Sunday luncheon at home, and with the continuous rains and grey sky, I wanted to share a mature claret. Stood up for four hours, popped and poured. The label says 12% alcohol. Deep strawberry red body with a light red rim. The nose takes a few minutes to open up, revealing a subtle profile of cooked meats along with a hint of oak barrel. The savoury mouthfeel is fine and concentrated. The length and finish is not dry, but smooth and assured. At 50 years old, this old school claret is still proving pleasure.
1964 and 1966 have some standouts. My 1965 birth-year was an abject failure. I’ve had some wonderful wines from those other two vintages, including a recent Leoville Poyferre at Bern’s. Love reading Nicos’ posts on old Bordeaux!
With levels and colors like these, you should risk decanting some of these bottles. Could make the fruit really pop!

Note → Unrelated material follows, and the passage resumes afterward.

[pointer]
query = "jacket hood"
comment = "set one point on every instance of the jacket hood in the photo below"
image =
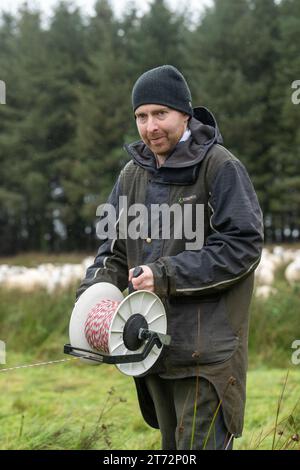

Some of the 1966s are showing really well right now. Haut Batailley is remarkably good, probably the best Haut Batailley I’ve ever encountered. And the '66 Ducru is magical!
Try California instead. I’m a 65er as well and at Thanksgiving had a '65 Charles Krug Reserve from Napa that was showing quite nicely. I still have a '65 Beychevelle waiting in the cellar but I don’t have terribly high hopes for it.